Encountered: "BUG! Probe cycle finished without running its full course"
jeromegn opened this issue · 6 comments
I figured I might bring this up since it was labeled "BUG".
I'm not sure what can cause this, I've been restarting a few instances and encountered it. It seems to have recovered from it.
From my logs, I see this sequence of things happened:
Notification::Rejoin
Notification::Active
and then:
ERROR foca: error handling timer: BUG! Probe cycle finished without running its full course
Oooh this is cool! The notification log lines are super useful, thanks a lot!
This error is meant to catch mistakes wiring timer events - I put it in place because I knew I'd mess something up when adding auto rejoin.
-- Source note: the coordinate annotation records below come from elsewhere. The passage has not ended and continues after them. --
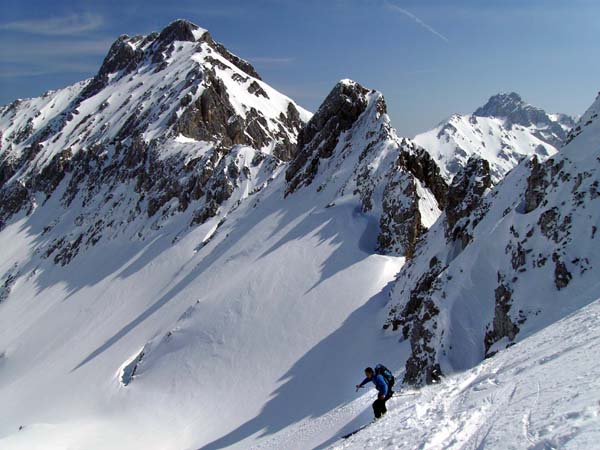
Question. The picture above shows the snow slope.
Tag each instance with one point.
(503, 262)
(134, 315)
(542, 393)
(503, 131)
I wonder if this happened because the rejoin happened right in the middle of a probe cycle.. don't think I've mapped this scenario to a test.
What I'm trying to catch there are incomplete cycles that may lead to the instance suspecting a member is down needlessly- If the cluster is working fine, this just means potential extra noise from false positive suspicions (a few extra messages being exchanged so that the suspected member can remain alive in the cluster), but if the whole cluster is experiencing issues, this added noise may become problematic.
I'll try to write a test that reproduces this as soon as free time comes- It's probably (hopefully 😅 ) a missing cleanup somewhere.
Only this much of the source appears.